To cut costs, horseradish is often dyed green and packaged with a very small amount of true wasabi mixed in, then sold commercially as the real thing. Fillers like tapioca are sometimes added as well, as are vinegar and mustard powder. While there is a difference in flavor (true wasabi is often described as having a "cleaner" profile that is more nuanced and even sweet), that sharp sting both share is enough to trick most consumers into thinking they've had the real deal.
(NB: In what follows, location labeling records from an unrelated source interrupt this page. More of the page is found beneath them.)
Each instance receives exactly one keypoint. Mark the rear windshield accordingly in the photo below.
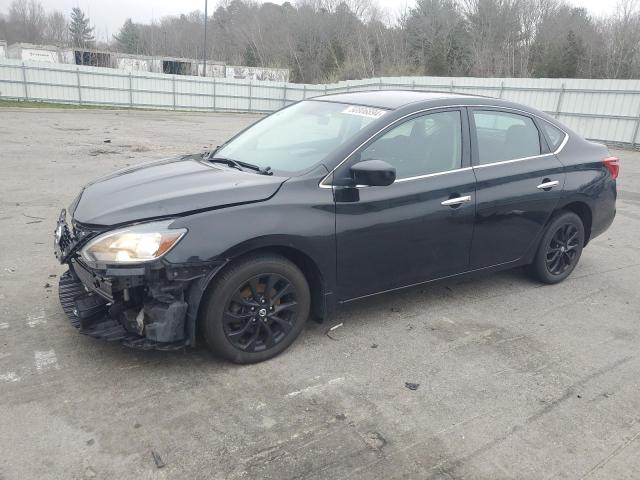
(298, 137)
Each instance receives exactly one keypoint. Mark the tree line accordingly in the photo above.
(329, 40)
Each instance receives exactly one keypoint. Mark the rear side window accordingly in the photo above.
(505, 136)
(424, 145)
(554, 134)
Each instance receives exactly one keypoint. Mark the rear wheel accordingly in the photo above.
(256, 309)
(559, 249)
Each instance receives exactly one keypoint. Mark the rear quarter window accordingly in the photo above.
(554, 134)
(505, 136)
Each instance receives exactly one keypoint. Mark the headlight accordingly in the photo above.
(140, 243)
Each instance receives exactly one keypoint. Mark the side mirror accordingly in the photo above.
(373, 173)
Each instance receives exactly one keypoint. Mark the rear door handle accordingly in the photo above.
(452, 202)
(548, 185)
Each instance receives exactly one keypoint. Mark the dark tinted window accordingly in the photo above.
(554, 134)
(505, 136)
(427, 144)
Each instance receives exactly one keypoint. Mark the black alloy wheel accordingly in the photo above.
(559, 249)
(562, 249)
(261, 313)
(255, 308)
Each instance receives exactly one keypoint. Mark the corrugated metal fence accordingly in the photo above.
(605, 110)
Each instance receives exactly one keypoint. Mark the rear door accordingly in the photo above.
(519, 183)
(418, 228)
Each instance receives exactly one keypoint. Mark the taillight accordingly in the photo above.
(613, 165)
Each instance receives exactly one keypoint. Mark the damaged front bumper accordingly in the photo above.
(153, 306)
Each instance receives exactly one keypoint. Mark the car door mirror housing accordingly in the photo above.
(373, 173)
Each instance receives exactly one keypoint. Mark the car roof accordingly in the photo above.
(392, 99)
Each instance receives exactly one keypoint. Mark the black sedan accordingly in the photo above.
(324, 202)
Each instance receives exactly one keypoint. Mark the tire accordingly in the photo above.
(559, 249)
(255, 309)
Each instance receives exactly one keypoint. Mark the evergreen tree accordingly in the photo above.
(251, 56)
(80, 32)
(129, 37)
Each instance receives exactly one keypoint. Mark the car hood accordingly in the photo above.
(168, 187)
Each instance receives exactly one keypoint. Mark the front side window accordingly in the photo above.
(298, 137)
(423, 145)
(505, 136)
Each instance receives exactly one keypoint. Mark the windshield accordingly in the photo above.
(300, 136)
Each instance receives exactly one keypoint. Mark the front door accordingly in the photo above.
(420, 227)
(519, 183)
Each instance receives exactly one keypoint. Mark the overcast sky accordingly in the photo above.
(108, 15)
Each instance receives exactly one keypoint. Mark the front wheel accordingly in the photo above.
(559, 249)
(256, 309)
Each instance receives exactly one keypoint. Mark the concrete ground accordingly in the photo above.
(516, 380)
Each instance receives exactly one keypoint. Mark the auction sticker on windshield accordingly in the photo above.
(364, 111)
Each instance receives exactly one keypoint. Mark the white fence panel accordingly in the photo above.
(605, 110)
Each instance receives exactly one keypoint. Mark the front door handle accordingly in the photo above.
(453, 202)
(548, 184)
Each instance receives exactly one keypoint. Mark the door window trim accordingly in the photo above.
(465, 153)
(534, 118)
(466, 107)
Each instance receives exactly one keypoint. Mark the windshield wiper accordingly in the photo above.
(239, 165)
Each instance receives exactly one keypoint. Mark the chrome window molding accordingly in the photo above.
(322, 183)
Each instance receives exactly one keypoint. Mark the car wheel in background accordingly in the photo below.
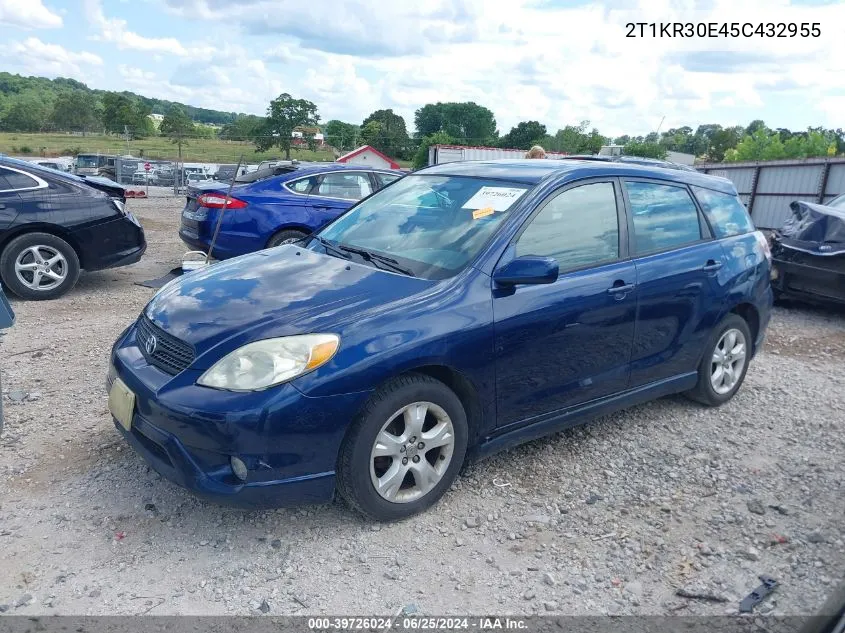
(725, 362)
(39, 266)
(285, 237)
(404, 450)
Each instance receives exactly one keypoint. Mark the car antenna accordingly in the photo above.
(188, 265)
(223, 210)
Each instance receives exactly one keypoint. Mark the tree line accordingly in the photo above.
(31, 104)
(37, 104)
(473, 124)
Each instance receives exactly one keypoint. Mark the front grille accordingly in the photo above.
(169, 353)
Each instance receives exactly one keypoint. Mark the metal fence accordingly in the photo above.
(768, 187)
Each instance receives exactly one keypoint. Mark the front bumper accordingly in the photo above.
(288, 441)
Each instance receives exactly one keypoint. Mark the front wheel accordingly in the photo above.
(725, 362)
(404, 450)
(39, 266)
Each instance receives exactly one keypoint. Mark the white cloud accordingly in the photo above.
(32, 56)
(29, 14)
(115, 31)
(524, 59)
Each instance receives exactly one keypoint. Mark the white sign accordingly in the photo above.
(497, 198)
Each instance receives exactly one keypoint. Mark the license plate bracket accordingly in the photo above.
(122, 403)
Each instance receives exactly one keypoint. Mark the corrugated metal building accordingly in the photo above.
(450, 153)
(767, 187)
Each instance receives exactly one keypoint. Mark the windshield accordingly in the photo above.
(87, 161)
(432, 225)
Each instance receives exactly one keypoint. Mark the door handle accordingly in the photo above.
(619, 287)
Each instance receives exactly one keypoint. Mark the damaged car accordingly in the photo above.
(808, 253)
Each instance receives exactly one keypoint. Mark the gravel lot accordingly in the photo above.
(610, 518)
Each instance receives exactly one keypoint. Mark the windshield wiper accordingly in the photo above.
(329, 246)
(325, 244)
(375, 257)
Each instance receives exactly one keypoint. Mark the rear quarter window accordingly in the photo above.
(726, 213)
(16, 180)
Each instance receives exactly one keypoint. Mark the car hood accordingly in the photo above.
(275, 292)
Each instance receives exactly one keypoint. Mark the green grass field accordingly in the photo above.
(196, 151)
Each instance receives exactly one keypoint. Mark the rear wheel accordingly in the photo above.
(39, 266)
(725, 362)
(285, 237)
(405, 449)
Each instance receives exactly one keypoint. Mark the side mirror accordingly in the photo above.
(528, 269)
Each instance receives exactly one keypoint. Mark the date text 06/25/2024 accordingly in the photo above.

How to tell if you're eating fake wasabi

Generally, if your wasabi is coming in packet form, or in a chunky little pile on the side of a plastic supermarket sushi container, it's probably the fake horseradish-based seiyo-wasabi. Real wasabi is expensive and loses its flavor quickly after being grated, which is why restaurants that serve real wasabi will often serve it fresh, grating it from the whole root. This results in a grittier texture than that of fake wasabi, which is smooth from being puréed. Real hon-wasabi also doesn't have that intense green color of dyed wasabi, and is usually paler.

If you want to get your hands on the real stuff, you'll have to do a little digging. Try searching Asian grocery stores or gourmet online retailers, and look for the plant's botanical name Wasabia japonica on the label. You can order whole wasabi rhizomes online (though these are quite expensive), or you can search for wasabi powders that need to be rehydrated with water before use.